Because the local creative industry lacks protection, innovators to lose substantial revenue to copyright theft and manipulation
Kampala- In a consultative meeting to discuss ratification of international copyright treaties, Ms Eleanor Nabwiso, an actress and film producer, discovered she would earn more money from her work if it had protection in other countries.
“We have sold and done projects without knowing our rights. Someone pays you Shs400,000 per day yet if the law was ratified, I would know I have the right to a certain kind of pay,” she says.
“The most I have spent on production is Shs60m for a movie. So imagine someone selling my movie at Shs1,000 and not even giving me Shs100,” she says.
Currently, the Copyright and Neighbouring Rights Act, 2006 protects literary, scientific and artistic works in Uganda.
International copyright treaties create a level playing field for the production and exchange of creative content by providing for mutual recognition and establishing of minimum standards.
However, Uganda is yet to sign such treaties, which according to Mr Robert Hooijer, a copyright consultant exposes creators to losses.
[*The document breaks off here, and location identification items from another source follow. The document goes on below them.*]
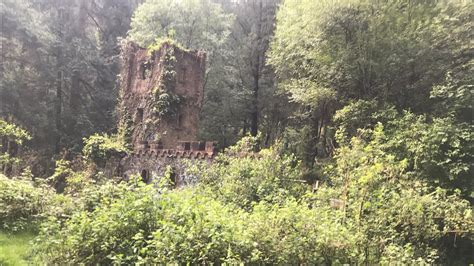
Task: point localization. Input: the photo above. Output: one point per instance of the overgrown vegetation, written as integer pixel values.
(359, 113)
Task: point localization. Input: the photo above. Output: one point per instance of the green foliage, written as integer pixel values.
(245, 177)
(14, 248)
(401, 217)
(13, 132)
(439, 150)
(10, 133)
(166, 101)
(188, 22)
(98, 148)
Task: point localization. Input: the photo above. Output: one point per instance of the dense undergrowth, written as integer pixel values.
(251, 209)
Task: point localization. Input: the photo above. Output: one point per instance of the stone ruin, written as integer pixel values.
(161, 98)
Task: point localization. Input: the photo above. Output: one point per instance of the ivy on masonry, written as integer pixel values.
(165, 102)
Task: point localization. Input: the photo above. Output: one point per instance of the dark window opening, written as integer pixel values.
(139, 114)
(145, 176)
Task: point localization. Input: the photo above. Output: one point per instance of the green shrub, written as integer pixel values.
(99, 148)
(243, 179)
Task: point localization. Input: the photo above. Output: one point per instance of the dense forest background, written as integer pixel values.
(367, 102)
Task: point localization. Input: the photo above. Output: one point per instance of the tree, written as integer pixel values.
(338, 51)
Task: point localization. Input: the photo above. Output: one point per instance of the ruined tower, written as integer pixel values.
(161, 98)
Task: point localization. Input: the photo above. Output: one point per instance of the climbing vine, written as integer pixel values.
(125, 128)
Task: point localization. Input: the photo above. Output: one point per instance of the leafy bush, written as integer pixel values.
(99, 148)
(245, 178)
(22, 205)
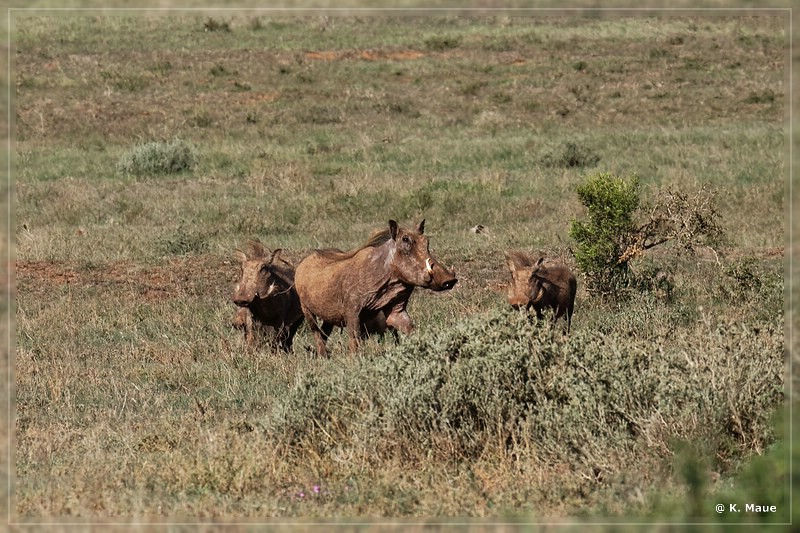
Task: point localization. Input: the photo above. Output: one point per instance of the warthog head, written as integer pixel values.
(259, 279)
(540, 285)
(413, 262)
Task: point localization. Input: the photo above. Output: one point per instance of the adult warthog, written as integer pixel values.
(350, 289)
(541, 284)
(267, 300)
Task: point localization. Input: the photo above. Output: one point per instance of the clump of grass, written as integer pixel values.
(571, 155)
(442, 43)
(765, 97)
(158, 157)
(216, 25)
(183, 242)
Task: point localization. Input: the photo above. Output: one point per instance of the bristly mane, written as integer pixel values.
(377, 238)
(256, 250)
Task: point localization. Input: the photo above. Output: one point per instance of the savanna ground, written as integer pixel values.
(135, 397)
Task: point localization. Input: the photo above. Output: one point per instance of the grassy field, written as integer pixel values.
(135, 399)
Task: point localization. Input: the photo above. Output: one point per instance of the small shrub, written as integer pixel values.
(611, 236)
(218, 70)
(442, 43)
(183, 242)
(571, 155)
(766, 97)
(611, 202)
(158, 157)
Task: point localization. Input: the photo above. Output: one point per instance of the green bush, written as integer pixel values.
(157, 157)
(612, 235)
(611, 203)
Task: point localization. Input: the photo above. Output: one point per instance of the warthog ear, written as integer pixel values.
(275, 255)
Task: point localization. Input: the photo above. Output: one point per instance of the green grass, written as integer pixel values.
(135, 397)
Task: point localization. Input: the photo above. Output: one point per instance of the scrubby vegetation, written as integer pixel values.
(618, 229)
(136, 398)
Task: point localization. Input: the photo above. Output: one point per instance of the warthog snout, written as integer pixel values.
(441, 279)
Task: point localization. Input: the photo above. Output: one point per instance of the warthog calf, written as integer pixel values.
(357, 288)
(267, 300)
(541, 284)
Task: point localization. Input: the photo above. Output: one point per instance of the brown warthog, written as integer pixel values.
(541, 284)
(266, 296)
(351, 289)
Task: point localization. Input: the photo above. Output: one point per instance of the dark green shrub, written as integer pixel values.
(496, 380)
(158, 158)
(611, 236)
(611, 203)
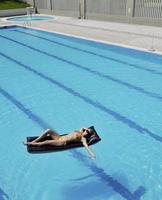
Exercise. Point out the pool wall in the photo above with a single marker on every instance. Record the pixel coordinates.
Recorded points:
(12, 12)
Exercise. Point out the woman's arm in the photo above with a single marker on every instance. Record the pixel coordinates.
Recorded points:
(88, 148)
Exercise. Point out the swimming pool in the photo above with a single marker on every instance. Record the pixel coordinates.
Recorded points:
(49, 80)
(30, 18)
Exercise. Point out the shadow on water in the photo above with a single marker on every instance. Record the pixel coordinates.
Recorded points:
(3, 195)
(109, 180)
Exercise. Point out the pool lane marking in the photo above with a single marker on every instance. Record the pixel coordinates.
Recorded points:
(24, 109)
(109, 180)
(119, 117)
(95, 54)
(94, 72)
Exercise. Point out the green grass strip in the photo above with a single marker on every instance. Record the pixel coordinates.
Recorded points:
(12, 4)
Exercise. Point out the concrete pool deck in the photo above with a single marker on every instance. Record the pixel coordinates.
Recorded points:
(143, 37)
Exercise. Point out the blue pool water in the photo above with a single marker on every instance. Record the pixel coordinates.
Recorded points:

For this, he emphasises, the ratification must happen to help creators earn from the rapid growth in the digital space and the economic potential of the creative industry.
“If I am a Ugandan author, photographer or musician, at the moment in about 96 countries where digital work is happening, I am not protected,” he says, noting that copyright and related industries contribute between 5 and 10 per cent to gross domestic product in other countries.
In Kenya for instance, he estimates the creative industry to contribute about 5.7 per cent to GDP which in South Africa, the monetisation of copyrights in the creative industry has seen collections in music increase to Shs4.4 trillion per annum.
In Nigeria where the market is still young, collections are starting to grow at 40 per cent a year.